Biomasse énergie : une opportunité pour lutter contre le réchauffement climatique

Le secteur de l’énergie est en pleine évolution, avec des objectifs nationaux et européens de réduction de gaz à effet de serre exigeants : 7 % de biocarburants en 2010, 20% d’énergie renouvelable en 2020 contre 7 % actuellement. Dans ce contexte renforcé par le Grenelle de l’environnement, la biomasse a un rôle crucial à jouer contre le réchauffement climatique. Constituée de la matière organique végétale (le bois, les déchets, tout ou partie des plantes cultivées), la biomasse est utilisée pour produire des biocombustibles brûlés directement pour fournir chaleur et électricité ou du biogaz et des biocarburants obtenus après transformation.

14 partenaires unis pour apporter des solutions durables à la production de biomasse

La biomasse est une matière première abondante et renouvelable. Répondre à la demande croissante en biomasse soulève des questions à l’échelle du territoire et de l’exploitation agricole ou forestière : Quelle biomasse produire ? Sur quel territoire ? Comment produire en quantité suffisante en répondant aux préoccupations environnementales et socio-économiques ? … De nombreuses compétences doivent s’associer pour proposer des réponses cohérentes et adaptées à ces questions. D’où l’importance pour chacun des partenaires de collaborer au sein d’un RMT pluridisciplinaire en prise directe avec le monde agricole et les filières bioénergies.

Proposer des gisements de biomasse avec les meilleurs bilans possibles

La production de biomasse contribue au bilan environnemental global des bioénergies. L’ambition du RMT Biomasse est double : proposer des solutions techniques aux agriculteurs et aux forestiers, et apporter des repères et des outils d’aide à la décision aux décideurs et aux porteurs des filières bioénergies. Le tout pour développer durablement la production de biomasse dans les territoires.

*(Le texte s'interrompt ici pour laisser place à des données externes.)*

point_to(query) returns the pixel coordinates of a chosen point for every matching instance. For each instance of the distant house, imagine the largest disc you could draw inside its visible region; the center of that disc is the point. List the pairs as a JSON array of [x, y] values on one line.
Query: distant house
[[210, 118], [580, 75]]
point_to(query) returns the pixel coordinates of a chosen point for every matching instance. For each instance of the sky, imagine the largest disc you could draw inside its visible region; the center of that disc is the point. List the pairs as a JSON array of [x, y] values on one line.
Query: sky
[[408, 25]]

Le RMT mobilisera 75 chercheurs, experts et conseillers. Grâce à l’appui du Cas DAR (fonds du développement agricole du Ministère de l’Agriculture), les travaux, d’une durée de 5 ans, s’engageront dès le début 2008. Le programme de travail pour les premiers 18 mois portera notamment sur les bilans des filières bioénergies, les besoins en biomasse, les gisements possibles, les modalités de production et d’évaluation, en vue de la mise en place de l’approvisionnement en biomasse. Ces travaux cibleront aussi bien les filières biocombustibles à court terme que les biocarburants de seconde génération attendus d’ici dix ans.

(1) Partenaires du RMT Biomasse, énergie, environnement et territoire : INRA, ARVALIS Institut du végétal, Pôle de compétitivité Industries et Agro-Ressources, Agro-Transfert Ressources et Territoires, Institut Technique de la Betterave, Centre Technique Interprofessionnel des Oléagineux Métropolitains, Centre Régional de la Propriété Forestière du Nord-Pas-de-Calais Picardie, Chambres d’Agriculture du Centre, de Champagne-Ardenne, de Normandie, de Picardie et de Poitou-Charentes, Lycée agricole du Chesnay, Ecole Supérieure d’Ingénieurs et Techniciens Pour l’Agriculture.